Já os trabalhadores do setor público, quando somadas as diferentes esferas de governo, civis e militares, são aproximadamente 11,4 milhões.
Ou
seja, de 100 milhões de pessoas, 12 milhões são servidores públicos, ou
seja, possuem segurança ilimitada; 33 milhões são trabalhadores com
carteira assinada, ou seja, possuem segurança limitada imposta pela lei;
e os demais 55 milhões de brasileiros não possuem nenhuma segurança
garantida pela lei, sendo que destes, 12,3 milhões estavam desempregados
e 27 milhões recebiam abaixo de um salário mínimo.
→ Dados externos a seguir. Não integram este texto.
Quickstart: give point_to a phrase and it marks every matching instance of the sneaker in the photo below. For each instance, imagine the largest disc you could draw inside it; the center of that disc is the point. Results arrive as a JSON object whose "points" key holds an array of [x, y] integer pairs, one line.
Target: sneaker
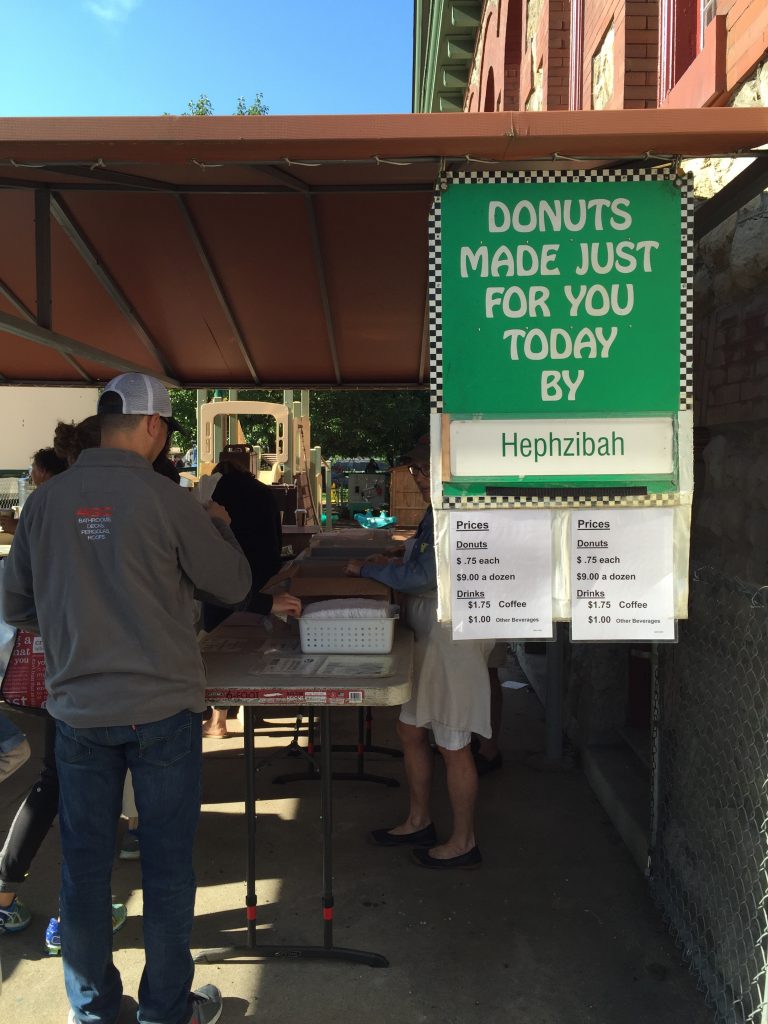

A estabilidade
concedida a determinados grupos privilegiados levou grande parte da
população brasileira ao desemprego ou subemprego.
A
tentativa de impor segurança a determinados grupos por meio da lei tem
como consequência inevitável aumentar a insegurança das pessoas que não
foram contempladas pela legislação.
Liberdade e estabilidade são antagônicas
É
impossível que uma sociedade garanta a estabilidade econômica para
todos os seus cidadãos, pois isso significaria o fim da liberdade de
escolha de consumo e de profissão.
Uma
sociedade que tenta impor a estabilidade econômica, de renda e emprego,
a todos os seus cidadãos só terá três possíveis destinos:
1)
controle total de todas as decisões de todos os indivíduos pelo estado —
ou seja, as pessoas não poderão escolher livremente o que consumir,
qual profissão seguir, quanto poupar, em qual atividade investir e nem
em qual região morar;
2)
a informalização completa e um funcionamento à margem da lei — isto é,
empresas irão atuar sem pagar impostos, sem seguir as regras
determinadas pelo governo, funcionando sempre na clandestinidade, ou
3) uma mistura parcial entre 1 e 2.
Não tem como escapar destes cenários.
Não
há dúvidas de que a legislação brasileira, ao tentar impor por meio da
lei a segurança ilimitada a determinados servidores e a segurança
limitada a determinados trabalhadores, fez com que o nosso país seguisse
o terceiro destino.
A presciência de Hayek
Hayek já havia vislumbrado tudo isso. Em seu capítulo, ele afirma:
Se garantirmos a alguns uma fatia fixa de um bolo de tamanho variável, a parte deixada aos outros sofrerá maior oscilação, proporcionalmente ao tamanho do todo. […]Em consequência, em vez de preços, salários e rendimentos individuais oscilarem, são agora o emprego e a produção que ficam sujeitos a violentas flutuações.Poucas coisas têm tido efeito tão pernicioso quanto o ideal da "estabilização" dos salários de determinadas categorias, pois, embora ela garanta a renda de alguns, torna cada vez mais precária a posição dos demais.Quanto mais nos esforçamos para proporcionar completa segurança para alguns, tanto maior se torna a insegurança de todos; maior o contraste entre a segurança que recebem os privilegiados e a crescente insegurança dos menos favorecidos.